17. Mai 2013
Mir ist es lieber, mein Chirurg nimmt Psychopharmaka, als Kaffee zu trinken.
So lässt sich die Aussage einer britischen Psychiatrie-Professorin im "Süddeutsche Zeitung Magazin" auf den Punkt bringen. Aufgrund eigener Studien sagt Barbara Sahakian: Von Kaffee werden die Hände zittrig - bei einem Chirurgen ist das weniger gut. Die Substanz Modafinil dagegen macht laut der Forscherin wach und gleichzeitig ruhig. Der Stoff wird gegen die Schlafkrankheit verschrieben. Sahakian meint, solche Medikamente könnten auch für andere Berufsgruppen interessant sein, etwa Busfahrer. Ihrer Ansicht nach nehmen schon viele gesunde Menschen Modafinil - auch Psychiater selbst.

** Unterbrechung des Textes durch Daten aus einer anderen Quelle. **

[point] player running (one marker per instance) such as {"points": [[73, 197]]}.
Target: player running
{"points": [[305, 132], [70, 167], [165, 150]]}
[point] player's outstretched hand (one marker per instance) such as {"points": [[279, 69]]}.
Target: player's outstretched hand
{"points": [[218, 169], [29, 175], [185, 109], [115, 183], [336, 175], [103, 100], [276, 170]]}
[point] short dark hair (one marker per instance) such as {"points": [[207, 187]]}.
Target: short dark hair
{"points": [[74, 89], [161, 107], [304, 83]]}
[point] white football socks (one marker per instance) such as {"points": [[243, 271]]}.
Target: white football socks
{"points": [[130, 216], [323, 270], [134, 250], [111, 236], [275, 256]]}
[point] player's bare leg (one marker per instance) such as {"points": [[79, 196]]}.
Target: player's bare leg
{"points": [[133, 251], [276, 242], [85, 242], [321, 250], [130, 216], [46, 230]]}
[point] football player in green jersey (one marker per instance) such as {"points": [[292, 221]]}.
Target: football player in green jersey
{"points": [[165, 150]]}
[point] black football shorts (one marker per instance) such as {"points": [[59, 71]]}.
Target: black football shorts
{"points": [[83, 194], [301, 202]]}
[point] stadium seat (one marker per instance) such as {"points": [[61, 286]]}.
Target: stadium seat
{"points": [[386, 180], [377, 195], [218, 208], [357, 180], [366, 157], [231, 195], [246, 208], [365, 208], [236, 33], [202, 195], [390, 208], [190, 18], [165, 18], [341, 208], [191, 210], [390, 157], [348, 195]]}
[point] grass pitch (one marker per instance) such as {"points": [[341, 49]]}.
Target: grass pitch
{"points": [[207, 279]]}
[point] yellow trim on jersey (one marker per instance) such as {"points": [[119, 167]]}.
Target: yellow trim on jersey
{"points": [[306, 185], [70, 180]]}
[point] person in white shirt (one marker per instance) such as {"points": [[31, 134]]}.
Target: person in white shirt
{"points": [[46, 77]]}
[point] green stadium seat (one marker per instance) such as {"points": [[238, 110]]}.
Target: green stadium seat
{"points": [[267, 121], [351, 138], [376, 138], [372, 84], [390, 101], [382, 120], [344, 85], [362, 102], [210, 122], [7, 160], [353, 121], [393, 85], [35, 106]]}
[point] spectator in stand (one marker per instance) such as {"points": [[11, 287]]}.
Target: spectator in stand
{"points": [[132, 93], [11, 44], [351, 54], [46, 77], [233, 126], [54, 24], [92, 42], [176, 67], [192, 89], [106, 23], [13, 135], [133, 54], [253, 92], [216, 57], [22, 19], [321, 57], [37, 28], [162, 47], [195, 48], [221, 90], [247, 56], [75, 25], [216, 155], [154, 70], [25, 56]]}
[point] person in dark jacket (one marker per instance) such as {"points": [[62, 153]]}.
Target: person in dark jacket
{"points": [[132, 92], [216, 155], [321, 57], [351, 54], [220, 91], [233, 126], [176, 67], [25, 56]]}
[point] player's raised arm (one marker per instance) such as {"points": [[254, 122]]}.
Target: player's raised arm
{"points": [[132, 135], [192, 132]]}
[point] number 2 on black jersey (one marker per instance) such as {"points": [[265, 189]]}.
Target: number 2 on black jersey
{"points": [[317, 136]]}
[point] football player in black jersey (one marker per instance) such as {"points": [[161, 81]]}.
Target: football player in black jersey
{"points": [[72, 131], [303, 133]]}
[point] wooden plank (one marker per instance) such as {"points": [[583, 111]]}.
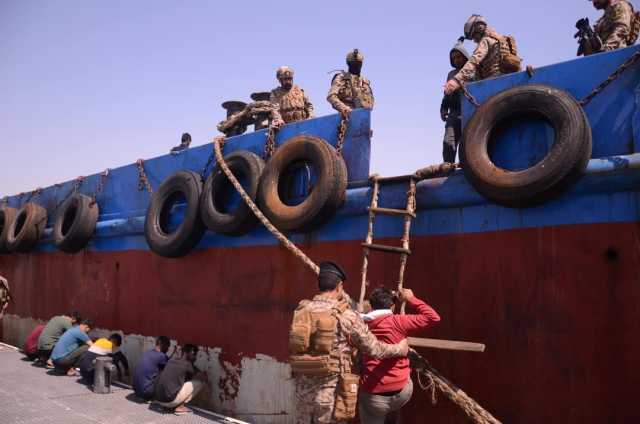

Noch werde es eher verwendet, um an schlechten Tagen genausoviel zu leisten, nicht, um die Leistung insgesamt zu steigern. Wenn sich das ändere, könnten Menschen benachteiligt sein, die darauf verzichten. Im Übrigen seien die Langzeitfolgen noch wenig erforscht.
Quelle: DRadio Wissen Lizenz: Creative Commons Licence: Namensnennung, keine kommerzielle Nutzung, keine Bearbeitung (BY-NC-CD)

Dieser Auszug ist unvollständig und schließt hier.